- Born: March 13, 1966 (age 60) Auburn, New York
- Education: Cayuga Community College, State University of New York at Oswego, Purdue University
- Spouse: Allison Ann Lupo (née Wood)
- Children: Three
- Awards: Fulbright Scholar in 2004, member of the American Meteorological Society, National Weather Association, and Sigma Xi
- Scientific career
- Fields: Atmospheric science
- Workplaces: University of Missouri
- Thesis: The interactions between mid-latitude blocking anticyclones and synoptic-scale cyclones in the northern hemisphere (1995)

= Anthony Lupo =

American atmospheric scientist

Anthony R. Lupo (born March 13, 1966) is a department chair and professor of atmospheric science at the University of Missouri. He became a member of the American Meteorological Society in 1987, Sigma Xi in 1992, the National Weather Association in 2000, is a former expert reviewer for the 2001 IPCC Third Assessment Report, and became a Fulbright Scholar in 2004. He is also a fellow of the Royal Meteorological Society and the editor-in-chief of the scientific journal National Weather Digest.

As of 2026 Legates is a research fellow at the Independent Institute.

==Education==
Lupo received his Associate of Science degree in 1986 from Cayuga Community College, his Bachelor's in 1988 from State University of New York at Oswego, and his Master's and PhD from Purdue University in 1991 and 1995, respectively.

==Research==
Lupo's primary research interests include the formation and characteristics of blocking anticyclones. Some of these causes Lupo and his research program have been studying include rising global temperatures and levels. Lupo has also conducted research on La Nina years and how they tend to be hotter than typical years, as occurred in the US Midwest in 1889 and 2012.

==Stance on global warming==
Lupo disagrees with the scientific consensus of global warming, acknowledging that human activity contributes to global warming but putting more faith in the view that it is a natural phenomenon. Lupo is co-author of the book Hot Talk, Cold Science. The publisher describes the book as showing "the pessimistic, and often alarming, global warming scenarios depicted in the media have no scientific basis."

Lupo has presented several times at the International Conference on Climate Change, a conference on climate change denial hosted by the Heartland Institute.
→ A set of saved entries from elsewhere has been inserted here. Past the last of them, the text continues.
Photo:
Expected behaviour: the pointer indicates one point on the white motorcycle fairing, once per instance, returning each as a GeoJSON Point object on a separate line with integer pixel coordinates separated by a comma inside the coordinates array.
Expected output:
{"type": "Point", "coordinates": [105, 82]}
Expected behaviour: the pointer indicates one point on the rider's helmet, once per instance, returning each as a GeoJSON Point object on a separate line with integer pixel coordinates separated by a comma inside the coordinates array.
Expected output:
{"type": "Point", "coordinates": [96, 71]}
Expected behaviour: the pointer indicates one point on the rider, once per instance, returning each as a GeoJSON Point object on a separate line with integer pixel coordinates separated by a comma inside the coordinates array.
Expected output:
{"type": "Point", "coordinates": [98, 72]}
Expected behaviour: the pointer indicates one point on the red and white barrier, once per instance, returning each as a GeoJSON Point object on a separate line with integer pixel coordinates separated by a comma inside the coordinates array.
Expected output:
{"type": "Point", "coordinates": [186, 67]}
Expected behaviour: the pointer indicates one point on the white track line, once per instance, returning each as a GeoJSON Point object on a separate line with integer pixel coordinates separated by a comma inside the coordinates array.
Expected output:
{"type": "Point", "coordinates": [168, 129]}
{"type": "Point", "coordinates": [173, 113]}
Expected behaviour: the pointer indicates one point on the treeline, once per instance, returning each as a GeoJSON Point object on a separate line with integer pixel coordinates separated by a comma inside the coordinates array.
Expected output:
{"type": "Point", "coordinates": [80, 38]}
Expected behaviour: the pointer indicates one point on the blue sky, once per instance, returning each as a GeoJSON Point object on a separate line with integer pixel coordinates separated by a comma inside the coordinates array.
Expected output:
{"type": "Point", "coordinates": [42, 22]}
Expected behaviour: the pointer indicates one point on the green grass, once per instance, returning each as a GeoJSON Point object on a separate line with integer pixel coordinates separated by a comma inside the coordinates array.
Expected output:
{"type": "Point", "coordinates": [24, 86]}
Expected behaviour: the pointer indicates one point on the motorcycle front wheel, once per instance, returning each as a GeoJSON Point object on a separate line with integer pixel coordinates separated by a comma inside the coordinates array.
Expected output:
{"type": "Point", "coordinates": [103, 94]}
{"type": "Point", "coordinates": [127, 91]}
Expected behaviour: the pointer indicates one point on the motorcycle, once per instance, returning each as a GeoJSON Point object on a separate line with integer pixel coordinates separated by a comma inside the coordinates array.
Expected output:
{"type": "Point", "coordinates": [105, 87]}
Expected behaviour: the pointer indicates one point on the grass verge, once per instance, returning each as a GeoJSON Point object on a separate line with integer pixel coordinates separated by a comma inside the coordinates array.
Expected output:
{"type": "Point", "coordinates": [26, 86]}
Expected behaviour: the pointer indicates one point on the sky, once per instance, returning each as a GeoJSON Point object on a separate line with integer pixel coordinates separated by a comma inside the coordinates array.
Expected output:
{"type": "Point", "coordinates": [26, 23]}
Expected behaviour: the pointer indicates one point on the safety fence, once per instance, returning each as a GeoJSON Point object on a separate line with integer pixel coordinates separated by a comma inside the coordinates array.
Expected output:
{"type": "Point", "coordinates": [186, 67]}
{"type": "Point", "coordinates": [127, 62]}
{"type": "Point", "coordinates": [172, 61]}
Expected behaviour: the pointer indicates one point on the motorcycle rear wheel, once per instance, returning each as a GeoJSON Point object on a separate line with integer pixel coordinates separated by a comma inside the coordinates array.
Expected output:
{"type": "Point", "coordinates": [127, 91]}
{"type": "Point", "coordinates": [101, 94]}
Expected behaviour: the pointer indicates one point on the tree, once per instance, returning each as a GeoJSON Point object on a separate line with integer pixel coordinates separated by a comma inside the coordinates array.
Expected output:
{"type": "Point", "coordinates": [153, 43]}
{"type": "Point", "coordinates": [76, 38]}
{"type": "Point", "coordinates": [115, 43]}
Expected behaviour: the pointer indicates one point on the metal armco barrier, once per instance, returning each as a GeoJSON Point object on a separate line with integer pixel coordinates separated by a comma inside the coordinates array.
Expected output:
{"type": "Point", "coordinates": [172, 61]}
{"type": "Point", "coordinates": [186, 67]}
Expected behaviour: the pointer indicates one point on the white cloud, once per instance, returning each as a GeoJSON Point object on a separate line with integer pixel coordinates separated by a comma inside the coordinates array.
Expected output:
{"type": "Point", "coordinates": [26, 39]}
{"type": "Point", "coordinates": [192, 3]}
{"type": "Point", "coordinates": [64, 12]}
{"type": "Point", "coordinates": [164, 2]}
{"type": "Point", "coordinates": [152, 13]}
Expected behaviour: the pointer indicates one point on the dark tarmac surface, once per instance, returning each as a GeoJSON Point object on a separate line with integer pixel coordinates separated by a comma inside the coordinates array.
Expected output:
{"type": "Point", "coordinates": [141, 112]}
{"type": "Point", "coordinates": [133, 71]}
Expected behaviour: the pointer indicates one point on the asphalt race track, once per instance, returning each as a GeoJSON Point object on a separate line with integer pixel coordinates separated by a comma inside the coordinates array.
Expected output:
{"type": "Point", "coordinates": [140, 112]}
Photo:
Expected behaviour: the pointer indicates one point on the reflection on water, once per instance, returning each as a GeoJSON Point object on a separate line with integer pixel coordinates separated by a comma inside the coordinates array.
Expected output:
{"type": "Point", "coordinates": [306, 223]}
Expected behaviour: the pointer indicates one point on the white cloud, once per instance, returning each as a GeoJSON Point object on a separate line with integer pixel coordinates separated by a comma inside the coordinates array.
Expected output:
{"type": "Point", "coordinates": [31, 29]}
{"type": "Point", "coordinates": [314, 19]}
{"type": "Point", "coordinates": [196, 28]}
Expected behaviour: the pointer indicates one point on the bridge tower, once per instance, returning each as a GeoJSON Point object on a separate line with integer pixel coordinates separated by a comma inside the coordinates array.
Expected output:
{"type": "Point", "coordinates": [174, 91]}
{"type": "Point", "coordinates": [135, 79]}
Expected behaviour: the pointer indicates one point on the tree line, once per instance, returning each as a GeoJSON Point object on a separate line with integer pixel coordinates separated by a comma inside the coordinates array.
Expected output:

Lupo's skepticism and receipt of funding ($750 per month) from the Heartland Institute have generated controversy. Lupo says the work Heartland pays him to do does not directly relate to causes of global warming, but rather "interpret[ing] them [scientific studies] in a form that somebody can understand and digest." He has also said that he is not violating any conflict-of-interest rules by receiving this money.

==Political party==
Lupo is a spokesman and Ward 2 Committeeman for the Boone County Republican Party Committee.

==Weather predictions==
Lupo regularly makes predictions regarding the weather in Missouri, based on historical patterns and statistics (unlike the weatherman's forecast covering only next week). For example, shortly before Christmas in 2012 he predicted that “There’s not much chance for a white Christmas this year.” In addition, in February 2013, he predicted that the summer of 2013 will not be as dry in Missouri as that of 2012, when the state, as well as much of the rest of the United States, suffered one of the most extreme droughts in its history.